Il est de moins en moins nécessaire d’y regarder de près pour observer que cette Allemagne qui se sent à nouveau à l’étroit, tout en essayant de ne pas froisser son « golden sponsor » US pense à nouveau à s’étendre vers l’Est malgré le fait que cela n’ait été quasimment que source de malheurs pour elle depuis mille ans. Ce faisant, se ré-armant, tirant à elle la couverture d’une Europe où Bruxelles ne servira bientôt plus que de paravent à SA politique, elle est de nouveau politiquement plus proche de ces penchants historiques qui nous ont tant nui que de son génie et de tout ce qui me fait l’aimer.
Plus récemment :
- Politiquement, l’Allemagne décide seule, au mépris des accords de Schengen et sans prévenir ses partenaires Européens, d’accueillir des millions de réfugiés, notamment Syrien, chez elle, c’est-à-dire dans l’espace communautaire
- Politiquement, l’Allemagne décide seule, au début de la période « Covid », toujours au mépris de Schengen et sans avertir personne, de fermer ses frontières, qui plus est en commençant par les frontières contigües à la France…
- Politiquement, l’Allemagne décide seule et sans avertir aucun de ses « partenaires européens », de se doter d’un budget militaire annuel kolossal de 100 milliards d’euros (France : 50 milliards, les années où on force beaucoup)
- Politiquement, de nouveau sans prévenir aucun de ses « partenaires Européens » (et pour cause !), au mépris de toutes les règles Européennes et alors qu’elle se gène rarement pour faire des remarques aux autres, l’Allemagne a débloqué 400 milliards d’euros pour soutenir ses industries touchées par les conséquences de ses choix plus que discutables en matière énergétique « la guerre en Ukraine », soit un niveau de subventions nationales et de distorsion de la concurrence délirant.

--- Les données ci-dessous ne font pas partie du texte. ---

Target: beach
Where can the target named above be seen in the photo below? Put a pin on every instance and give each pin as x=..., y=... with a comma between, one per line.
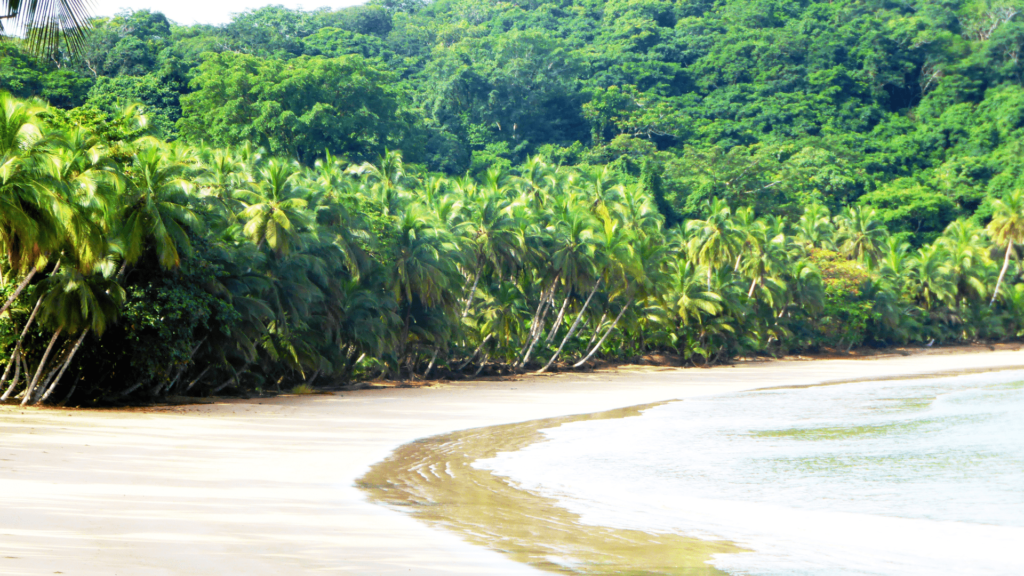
x=269, y=486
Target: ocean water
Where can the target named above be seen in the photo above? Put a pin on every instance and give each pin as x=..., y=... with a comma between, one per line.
x=887, y=478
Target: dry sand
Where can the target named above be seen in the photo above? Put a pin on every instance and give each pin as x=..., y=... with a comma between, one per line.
x=267, y=486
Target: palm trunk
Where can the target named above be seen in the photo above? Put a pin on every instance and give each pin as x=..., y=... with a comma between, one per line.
x=572, y=328
x=431, y=365
x=754, y=284
x=17, y=373
x=472, y=292
x=1003, y=273
x=535, y=339
x=71, y=357
x=535, y=329
x=198, y=378
x=17, y=291
x=476, y=352
x=42, y=365
x=237, y=377
x=597, y=329
x=483, y=363
x=558, y=319
x=61, y=357
x=70, y=394
x=181, y=371
x=594, y=350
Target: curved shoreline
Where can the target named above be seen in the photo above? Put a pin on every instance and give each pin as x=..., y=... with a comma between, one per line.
x=434, y=480
x=267, y=486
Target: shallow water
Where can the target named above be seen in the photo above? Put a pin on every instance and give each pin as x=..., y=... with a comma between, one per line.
x=907, y=477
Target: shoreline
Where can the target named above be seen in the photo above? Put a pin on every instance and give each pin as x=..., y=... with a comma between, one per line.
x=434, y=480
x=267, y=486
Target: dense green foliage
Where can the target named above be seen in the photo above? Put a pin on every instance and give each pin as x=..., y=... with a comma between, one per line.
x=578, y=179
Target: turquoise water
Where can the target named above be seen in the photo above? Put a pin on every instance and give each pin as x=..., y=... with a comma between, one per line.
x=892, y=478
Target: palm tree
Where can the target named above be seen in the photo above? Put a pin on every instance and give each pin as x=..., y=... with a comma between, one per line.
x=28, y=230
x=73, y=303
x=1007, y=227
x=859, y=236
x=49, y=23
x=274, y=208
x=156, y=210
x=715, y=240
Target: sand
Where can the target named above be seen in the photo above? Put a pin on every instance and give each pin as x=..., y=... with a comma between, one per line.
x=268, y=486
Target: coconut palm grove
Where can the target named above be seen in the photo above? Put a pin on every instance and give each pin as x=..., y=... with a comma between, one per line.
x=459, y=188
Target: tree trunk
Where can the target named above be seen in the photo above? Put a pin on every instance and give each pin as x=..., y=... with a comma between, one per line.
x=184, y=368
x=537, y=327
x=70, y=394
x=60, y=357
x=42, y=365
x=17, y=373
x=431, y=365
x=1006, y=264
x=594, y=350
x=20, y=339
x=597, y=329
x=17, y=291
x=558, y=319
x=483, y=363
x=198, y=378
x=537, y=338
x=572, y=328
x=71, y=357
x=472, y=292
x=476, y=352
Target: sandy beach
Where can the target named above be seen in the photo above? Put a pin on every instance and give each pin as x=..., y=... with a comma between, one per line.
x=267, y=486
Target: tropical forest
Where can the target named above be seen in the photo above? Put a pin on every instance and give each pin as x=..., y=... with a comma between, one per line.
x=414, y=191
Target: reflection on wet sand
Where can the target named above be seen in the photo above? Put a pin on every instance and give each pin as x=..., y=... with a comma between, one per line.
x=434, y=480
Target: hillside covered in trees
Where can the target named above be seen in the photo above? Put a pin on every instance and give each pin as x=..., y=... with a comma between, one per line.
x=462, y=187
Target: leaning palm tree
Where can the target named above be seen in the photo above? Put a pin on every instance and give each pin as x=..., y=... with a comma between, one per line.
x=48, y=23
x=72, y=302
x=859, y=235
x=274, y=208
x=156, y=210
x=1007, y=227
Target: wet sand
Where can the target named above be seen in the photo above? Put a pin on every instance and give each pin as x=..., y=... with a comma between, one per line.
x=270, y=486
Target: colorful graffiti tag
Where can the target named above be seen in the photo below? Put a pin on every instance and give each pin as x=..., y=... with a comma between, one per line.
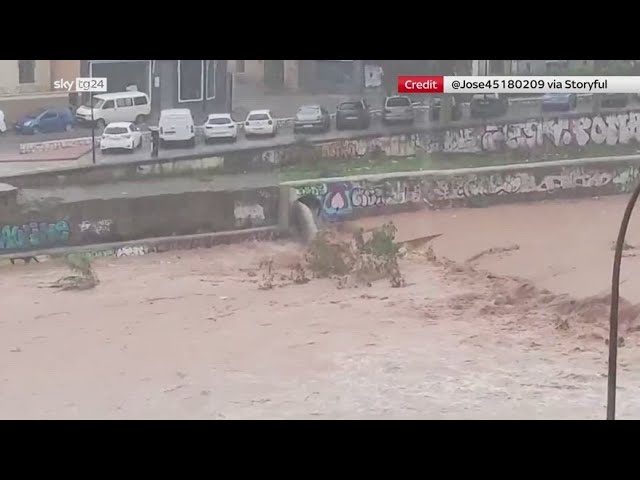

Tout ce que je viens d’énoncer est purement factuel, fait au vu et au su de tous et révèle que, politiquement, l’Allemagne fait cavalier seul et met de plus en plus systématiquement ses « partenaires européens » devant le fait accompli, au mépris flagrant de certains traités. La dernière fois qu’elle a agi de la sorte, ce fut d’abord en remilitarisant la Rhénanie, puis en annexant les Sudètes, l’Autriche…
N’ayons pas peur de nous méfier ouvertement de l’Allemagne politique et des travers de la Prusse, ce qui n’implique nullement la détestation, ni même de rejeter la culture et la grandeur du peuple Allemand.